Date: Thursday, October 22, 2015
±Ê°ù´ÇÂá±ð³¦³Ù:ÌýEastern Australian Waterbird Survey
Observer - Richard Kingsford
Another lovely cool morning. We started by surveying two lakes near Griffith. One was Barrenbox Swamp. This large wetland is now highly modified and degraded. It takes water from irrigation areas and its flat lake bed was considerably altered by the construction of levees which has reduced the area flooded and the value of the lake for waterbirds. Deep waters do not favour waterbird – they need the shallow water areas for feeding.
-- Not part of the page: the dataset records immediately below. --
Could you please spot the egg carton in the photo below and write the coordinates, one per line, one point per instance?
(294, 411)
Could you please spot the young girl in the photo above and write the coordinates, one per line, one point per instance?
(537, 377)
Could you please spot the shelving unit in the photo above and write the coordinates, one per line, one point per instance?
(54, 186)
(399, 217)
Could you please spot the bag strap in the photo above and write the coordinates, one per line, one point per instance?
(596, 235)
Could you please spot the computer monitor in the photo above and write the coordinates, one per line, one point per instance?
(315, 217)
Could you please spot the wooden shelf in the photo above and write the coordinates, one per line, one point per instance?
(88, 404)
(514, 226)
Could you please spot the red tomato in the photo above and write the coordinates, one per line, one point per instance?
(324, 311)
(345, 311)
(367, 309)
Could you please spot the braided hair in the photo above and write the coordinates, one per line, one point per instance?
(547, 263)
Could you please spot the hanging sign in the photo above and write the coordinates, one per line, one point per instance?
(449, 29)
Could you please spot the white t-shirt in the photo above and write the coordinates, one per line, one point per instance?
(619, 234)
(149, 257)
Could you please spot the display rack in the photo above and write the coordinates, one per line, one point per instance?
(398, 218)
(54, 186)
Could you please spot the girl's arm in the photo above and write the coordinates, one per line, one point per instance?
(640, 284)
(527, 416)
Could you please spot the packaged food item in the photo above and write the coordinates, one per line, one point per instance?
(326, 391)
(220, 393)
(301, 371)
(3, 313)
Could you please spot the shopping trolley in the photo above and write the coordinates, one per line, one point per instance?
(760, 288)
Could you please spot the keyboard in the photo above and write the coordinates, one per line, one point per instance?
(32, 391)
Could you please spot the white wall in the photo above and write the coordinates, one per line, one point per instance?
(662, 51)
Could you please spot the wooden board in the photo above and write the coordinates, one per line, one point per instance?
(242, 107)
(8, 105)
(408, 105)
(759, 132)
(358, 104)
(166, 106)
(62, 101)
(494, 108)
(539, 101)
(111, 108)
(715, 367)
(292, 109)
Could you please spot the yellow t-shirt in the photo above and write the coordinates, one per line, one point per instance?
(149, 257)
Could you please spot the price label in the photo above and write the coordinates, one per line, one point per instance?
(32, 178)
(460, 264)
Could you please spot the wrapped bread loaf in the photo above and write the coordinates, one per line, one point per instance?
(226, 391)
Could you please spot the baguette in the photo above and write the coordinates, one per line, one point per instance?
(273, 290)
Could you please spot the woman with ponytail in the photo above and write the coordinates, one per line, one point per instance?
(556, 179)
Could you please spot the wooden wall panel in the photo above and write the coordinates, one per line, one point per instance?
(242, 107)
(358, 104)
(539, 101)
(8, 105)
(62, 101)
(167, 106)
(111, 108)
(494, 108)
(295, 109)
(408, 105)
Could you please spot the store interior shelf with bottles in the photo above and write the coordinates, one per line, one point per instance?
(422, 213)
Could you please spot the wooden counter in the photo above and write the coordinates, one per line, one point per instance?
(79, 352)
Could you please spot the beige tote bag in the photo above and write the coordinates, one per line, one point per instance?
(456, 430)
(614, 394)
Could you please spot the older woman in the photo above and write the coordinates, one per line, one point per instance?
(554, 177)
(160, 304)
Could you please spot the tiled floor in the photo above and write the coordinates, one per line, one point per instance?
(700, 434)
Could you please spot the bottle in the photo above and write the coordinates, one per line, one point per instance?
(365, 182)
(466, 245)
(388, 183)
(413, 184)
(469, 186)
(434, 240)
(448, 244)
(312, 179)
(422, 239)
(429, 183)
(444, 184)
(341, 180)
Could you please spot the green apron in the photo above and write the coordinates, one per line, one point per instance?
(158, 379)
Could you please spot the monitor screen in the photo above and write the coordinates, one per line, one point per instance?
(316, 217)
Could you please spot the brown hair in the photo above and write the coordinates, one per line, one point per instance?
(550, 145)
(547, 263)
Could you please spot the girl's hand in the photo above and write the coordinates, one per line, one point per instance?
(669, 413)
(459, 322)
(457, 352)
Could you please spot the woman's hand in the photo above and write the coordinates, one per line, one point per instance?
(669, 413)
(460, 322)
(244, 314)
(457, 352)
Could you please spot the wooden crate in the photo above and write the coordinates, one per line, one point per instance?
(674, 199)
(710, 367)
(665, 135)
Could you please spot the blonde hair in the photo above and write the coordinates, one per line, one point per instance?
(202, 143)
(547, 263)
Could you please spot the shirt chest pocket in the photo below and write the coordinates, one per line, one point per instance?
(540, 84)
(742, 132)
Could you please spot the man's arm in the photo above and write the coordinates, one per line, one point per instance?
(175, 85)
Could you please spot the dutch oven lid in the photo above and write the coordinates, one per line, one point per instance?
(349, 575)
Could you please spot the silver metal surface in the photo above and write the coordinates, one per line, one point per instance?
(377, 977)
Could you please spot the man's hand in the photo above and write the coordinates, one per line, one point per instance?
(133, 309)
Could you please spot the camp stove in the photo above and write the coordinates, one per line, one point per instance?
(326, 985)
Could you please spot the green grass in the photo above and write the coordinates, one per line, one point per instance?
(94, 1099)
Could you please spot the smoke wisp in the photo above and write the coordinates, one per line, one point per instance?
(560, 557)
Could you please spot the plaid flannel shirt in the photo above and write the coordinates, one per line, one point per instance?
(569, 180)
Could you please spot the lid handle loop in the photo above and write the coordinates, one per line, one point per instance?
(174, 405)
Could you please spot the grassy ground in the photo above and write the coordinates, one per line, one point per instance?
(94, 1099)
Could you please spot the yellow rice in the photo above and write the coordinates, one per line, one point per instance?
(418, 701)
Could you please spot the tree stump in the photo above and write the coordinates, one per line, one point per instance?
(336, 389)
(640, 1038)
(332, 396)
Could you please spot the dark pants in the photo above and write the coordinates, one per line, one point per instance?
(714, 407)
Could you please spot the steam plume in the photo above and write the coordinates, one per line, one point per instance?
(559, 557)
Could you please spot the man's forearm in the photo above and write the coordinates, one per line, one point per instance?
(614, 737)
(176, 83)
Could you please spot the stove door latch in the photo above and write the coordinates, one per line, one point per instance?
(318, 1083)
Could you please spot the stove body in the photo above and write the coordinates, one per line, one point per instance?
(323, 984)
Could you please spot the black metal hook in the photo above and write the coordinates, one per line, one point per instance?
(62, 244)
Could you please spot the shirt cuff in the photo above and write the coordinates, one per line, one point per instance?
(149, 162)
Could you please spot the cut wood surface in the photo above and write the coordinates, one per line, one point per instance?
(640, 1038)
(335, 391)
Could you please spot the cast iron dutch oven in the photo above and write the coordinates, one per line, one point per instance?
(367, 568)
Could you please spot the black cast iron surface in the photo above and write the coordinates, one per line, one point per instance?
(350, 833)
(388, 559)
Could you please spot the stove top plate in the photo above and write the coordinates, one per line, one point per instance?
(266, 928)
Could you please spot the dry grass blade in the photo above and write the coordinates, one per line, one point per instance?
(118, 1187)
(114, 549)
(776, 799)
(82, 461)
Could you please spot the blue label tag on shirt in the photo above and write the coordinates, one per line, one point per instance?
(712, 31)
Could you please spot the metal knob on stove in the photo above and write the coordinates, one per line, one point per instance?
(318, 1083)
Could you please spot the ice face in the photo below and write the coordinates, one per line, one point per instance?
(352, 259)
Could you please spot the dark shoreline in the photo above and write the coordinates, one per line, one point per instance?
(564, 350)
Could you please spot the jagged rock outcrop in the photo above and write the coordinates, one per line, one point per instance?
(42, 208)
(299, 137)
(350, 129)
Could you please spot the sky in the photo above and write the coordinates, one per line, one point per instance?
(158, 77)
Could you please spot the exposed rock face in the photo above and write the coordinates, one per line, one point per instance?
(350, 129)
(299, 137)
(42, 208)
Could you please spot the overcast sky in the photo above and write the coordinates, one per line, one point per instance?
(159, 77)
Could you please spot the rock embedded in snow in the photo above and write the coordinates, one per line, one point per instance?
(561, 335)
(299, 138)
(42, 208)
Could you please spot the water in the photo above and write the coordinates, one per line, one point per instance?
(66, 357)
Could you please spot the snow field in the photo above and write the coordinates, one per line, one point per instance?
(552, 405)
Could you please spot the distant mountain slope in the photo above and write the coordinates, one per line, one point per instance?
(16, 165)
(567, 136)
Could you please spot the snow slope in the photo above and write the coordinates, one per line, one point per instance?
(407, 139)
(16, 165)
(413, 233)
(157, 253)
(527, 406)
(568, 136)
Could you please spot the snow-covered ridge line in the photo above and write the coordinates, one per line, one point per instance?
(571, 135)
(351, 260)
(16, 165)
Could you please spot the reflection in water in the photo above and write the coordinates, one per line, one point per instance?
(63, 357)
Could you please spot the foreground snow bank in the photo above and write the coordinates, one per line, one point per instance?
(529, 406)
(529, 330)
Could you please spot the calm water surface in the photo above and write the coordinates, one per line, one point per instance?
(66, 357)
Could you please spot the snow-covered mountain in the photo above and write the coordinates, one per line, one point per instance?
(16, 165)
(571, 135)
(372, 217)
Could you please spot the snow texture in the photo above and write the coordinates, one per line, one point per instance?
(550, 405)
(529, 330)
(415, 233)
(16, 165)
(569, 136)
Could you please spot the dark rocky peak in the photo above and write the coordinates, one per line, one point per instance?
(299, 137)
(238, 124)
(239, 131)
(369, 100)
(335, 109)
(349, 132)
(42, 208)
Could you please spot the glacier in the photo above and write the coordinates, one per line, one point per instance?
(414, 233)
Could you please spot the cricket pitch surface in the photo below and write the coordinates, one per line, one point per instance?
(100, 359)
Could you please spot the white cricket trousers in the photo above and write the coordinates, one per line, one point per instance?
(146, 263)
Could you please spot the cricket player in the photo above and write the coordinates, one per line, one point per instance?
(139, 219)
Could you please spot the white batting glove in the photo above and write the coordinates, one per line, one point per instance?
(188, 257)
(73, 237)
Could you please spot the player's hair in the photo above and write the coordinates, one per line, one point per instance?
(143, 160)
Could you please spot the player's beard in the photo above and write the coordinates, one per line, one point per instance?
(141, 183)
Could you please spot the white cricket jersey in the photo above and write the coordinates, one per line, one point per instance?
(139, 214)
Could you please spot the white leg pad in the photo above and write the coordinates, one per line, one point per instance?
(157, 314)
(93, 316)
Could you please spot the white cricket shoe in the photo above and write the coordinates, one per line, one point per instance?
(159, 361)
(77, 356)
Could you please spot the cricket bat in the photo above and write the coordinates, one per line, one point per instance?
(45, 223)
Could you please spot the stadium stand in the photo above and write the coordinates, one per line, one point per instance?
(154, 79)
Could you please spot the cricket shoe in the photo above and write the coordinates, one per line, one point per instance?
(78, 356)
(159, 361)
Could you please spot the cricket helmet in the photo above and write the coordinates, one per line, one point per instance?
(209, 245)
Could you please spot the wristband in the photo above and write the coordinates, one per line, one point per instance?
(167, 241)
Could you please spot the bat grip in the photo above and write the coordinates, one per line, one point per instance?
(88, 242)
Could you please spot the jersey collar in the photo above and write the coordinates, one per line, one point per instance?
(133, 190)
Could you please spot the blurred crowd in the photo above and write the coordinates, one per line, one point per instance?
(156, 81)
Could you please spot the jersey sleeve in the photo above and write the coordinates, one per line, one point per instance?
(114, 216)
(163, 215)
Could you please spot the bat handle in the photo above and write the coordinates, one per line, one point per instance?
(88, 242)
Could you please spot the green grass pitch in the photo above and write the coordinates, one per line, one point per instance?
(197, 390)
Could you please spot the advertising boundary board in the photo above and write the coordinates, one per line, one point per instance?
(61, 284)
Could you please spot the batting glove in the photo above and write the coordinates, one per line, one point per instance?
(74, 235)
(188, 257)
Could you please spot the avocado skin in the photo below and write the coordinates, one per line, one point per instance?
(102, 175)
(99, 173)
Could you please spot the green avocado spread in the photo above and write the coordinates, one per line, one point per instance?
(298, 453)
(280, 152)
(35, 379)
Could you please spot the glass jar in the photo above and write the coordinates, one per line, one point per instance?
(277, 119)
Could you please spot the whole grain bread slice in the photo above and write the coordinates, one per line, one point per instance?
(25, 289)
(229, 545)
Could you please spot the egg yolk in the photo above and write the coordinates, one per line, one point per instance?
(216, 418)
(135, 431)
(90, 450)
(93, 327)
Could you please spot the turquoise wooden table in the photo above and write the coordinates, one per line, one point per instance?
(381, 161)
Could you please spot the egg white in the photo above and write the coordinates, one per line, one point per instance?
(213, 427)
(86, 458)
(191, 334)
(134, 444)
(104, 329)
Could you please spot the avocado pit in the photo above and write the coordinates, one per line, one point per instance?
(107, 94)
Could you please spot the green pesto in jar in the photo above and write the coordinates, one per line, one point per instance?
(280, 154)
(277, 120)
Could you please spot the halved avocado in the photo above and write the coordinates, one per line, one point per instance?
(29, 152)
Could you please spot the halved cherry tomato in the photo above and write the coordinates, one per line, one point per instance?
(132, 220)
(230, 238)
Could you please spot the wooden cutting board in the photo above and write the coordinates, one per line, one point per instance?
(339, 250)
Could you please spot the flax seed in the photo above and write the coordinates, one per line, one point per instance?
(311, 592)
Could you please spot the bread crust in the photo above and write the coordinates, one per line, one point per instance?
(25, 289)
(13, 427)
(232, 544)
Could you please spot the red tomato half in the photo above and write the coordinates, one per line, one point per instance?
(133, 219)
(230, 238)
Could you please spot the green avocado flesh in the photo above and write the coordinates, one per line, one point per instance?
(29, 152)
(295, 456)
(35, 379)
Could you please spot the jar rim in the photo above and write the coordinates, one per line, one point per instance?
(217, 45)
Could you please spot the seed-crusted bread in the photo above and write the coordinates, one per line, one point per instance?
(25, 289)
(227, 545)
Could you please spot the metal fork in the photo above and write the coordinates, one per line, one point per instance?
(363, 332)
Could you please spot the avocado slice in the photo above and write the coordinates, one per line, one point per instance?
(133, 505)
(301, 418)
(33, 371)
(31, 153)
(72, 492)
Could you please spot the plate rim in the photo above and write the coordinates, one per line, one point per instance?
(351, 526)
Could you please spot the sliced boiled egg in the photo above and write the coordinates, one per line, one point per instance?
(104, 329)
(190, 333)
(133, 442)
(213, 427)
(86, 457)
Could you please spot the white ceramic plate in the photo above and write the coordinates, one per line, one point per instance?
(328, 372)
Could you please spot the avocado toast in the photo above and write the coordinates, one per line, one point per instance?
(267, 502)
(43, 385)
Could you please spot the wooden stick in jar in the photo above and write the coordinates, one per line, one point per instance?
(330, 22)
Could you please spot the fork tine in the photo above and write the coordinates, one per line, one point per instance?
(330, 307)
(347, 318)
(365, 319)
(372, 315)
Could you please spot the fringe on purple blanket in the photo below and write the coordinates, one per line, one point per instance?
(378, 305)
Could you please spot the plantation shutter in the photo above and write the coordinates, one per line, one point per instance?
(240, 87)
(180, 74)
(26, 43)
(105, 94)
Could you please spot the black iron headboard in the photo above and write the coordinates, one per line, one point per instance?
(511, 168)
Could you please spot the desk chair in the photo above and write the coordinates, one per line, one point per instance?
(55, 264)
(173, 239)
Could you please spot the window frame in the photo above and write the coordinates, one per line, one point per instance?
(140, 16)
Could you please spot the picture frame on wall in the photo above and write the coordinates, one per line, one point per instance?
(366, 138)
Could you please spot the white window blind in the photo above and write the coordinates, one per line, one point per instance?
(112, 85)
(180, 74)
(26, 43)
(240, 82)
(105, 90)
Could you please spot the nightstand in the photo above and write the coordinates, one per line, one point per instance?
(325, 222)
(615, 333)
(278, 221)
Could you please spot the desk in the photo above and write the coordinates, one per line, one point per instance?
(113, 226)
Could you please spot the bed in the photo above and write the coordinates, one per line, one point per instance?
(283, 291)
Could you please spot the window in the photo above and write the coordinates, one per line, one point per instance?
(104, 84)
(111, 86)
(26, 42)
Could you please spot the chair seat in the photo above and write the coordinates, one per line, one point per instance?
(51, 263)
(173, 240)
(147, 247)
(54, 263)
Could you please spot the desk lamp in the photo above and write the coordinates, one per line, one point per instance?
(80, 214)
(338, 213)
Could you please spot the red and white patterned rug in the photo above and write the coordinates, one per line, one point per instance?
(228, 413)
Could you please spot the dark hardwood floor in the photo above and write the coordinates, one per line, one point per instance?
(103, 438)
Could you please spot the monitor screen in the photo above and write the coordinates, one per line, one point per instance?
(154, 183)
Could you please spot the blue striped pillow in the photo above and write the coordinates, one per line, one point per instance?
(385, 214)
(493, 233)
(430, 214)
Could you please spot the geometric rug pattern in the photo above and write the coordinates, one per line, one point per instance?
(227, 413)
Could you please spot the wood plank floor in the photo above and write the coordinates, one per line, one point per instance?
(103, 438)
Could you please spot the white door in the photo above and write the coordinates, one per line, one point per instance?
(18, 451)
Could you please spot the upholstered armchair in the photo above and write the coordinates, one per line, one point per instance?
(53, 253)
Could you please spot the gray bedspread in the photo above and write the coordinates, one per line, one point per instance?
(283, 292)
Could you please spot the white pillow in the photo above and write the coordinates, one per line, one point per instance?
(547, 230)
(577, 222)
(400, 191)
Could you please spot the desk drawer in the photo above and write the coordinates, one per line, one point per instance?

Video 1. Barrenbox Swamp is highly modified but is one of the few wetlands with water.
We then continued and surveyed more rice areas. These large shallow water areas seldom have birds, given they are primarily agricultural without the diversity of food and habitats in a natural wetland.
Video 2. Rice fields are not well suited as waterbird habitats even though they have large areas of shallow water.
The Riverina wetlands of international importance or Ramsar sites, Tuckerbil Swamp and Fivebough Swamp were next on the list. Tuckerbil had little water and only a few birds while Fivebough is much larger and had a few thousands birds, mostly grey teal, pied stilts and glossy ibis. It was only about 40% full but it is regularly an important site for waterbirds.
Photo 1. Fivebough Swamp near Leeton always supports large numbers of waterbirds, even though only about 40% full.
Photo 2. Grey teal flew off in their hundreds when we did our survey.
We kept surveying east towards Sydney with our final wetlands on the Great Dividing Range around Moss Vale but we didn’t get that far. Low cloud, rain and generally poor visibility started to threaten and so we stopped at Boorowa and flew back to Sydney at a high level. We will go back in later weeks and ‘finish off’ this part of the survey.